Mancebo Esther, Allende Luis M, Guzmán María, Paz-Artal Estela, Gil Juana, Urrea-Moreno Ramón, Fernández-Cruz Eduardo, Gayà Antoni, Calvo Javier, Arbós Aina, Durán M Antonia, Canet Ramón, Balanzat José, Udina María A, Vercher F Javier
Department of Immunology, Hospital Universitario 12 de Octubre, Madrid, Spain.

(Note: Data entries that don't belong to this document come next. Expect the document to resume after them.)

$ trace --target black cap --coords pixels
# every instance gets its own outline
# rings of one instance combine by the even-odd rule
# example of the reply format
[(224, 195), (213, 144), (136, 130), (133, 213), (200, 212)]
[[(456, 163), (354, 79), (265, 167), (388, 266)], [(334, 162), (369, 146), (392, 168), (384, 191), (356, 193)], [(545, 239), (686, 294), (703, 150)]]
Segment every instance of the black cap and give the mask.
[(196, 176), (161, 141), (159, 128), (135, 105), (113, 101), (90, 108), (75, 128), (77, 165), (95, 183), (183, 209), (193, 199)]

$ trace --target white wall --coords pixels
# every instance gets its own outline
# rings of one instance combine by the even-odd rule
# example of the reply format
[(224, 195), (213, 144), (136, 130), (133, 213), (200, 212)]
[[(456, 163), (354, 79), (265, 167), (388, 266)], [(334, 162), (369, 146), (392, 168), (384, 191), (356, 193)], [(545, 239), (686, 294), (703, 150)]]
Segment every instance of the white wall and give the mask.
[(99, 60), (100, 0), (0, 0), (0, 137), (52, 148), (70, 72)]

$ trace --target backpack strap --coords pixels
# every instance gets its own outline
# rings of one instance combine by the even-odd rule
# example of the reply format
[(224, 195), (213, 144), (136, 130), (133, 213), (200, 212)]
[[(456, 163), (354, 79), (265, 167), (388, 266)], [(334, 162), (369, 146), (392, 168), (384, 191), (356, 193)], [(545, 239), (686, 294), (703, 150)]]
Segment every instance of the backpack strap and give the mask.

Haematologica. 2006 Sep;91(9):1257-60.
Perforin gene (PRF1) mutations have been reported in 20-30% of patients with familial hemophagocytic lymphohistiocytosis (FHL), an autosomal recessive disorder of infancy and early childhood that impairs or abolishes lymphocyte cytotoxicity. We report the first case of FHL in an adult patient homozygous for A91V in PRF1 with tuberculosis. The monozygotic twin of the patient is healthy. A91V confers genetic susceptibility for the development of FHL, but is not enough to trigger the disease on its own. We discuss the role of the A91V change together with M. tuberculosis infection as synergistic factors in the late onset of FHL.
穿孔素基因(PRF1)突变在20%-30%的家族性噬血细胞性淋巴组织细胞增生症(FHL)患者中被报道,FHL是一种婴幼儿期的常染色体隐性疾病,会损害或消除淋巴细胞的细胞毒性。我们报告了首例成年FHL患者,该患者PRF1基因A91V位点纯合且患有结核病。患者的同卵双胞胎身体健康。A91V赋予了发生FHL的遗传易感性,但仅凭其自身并不足以引发该病。我们讨论了A91V变异与结核分枝杆菌感染作为FHL迟发的协同因素所起的作用。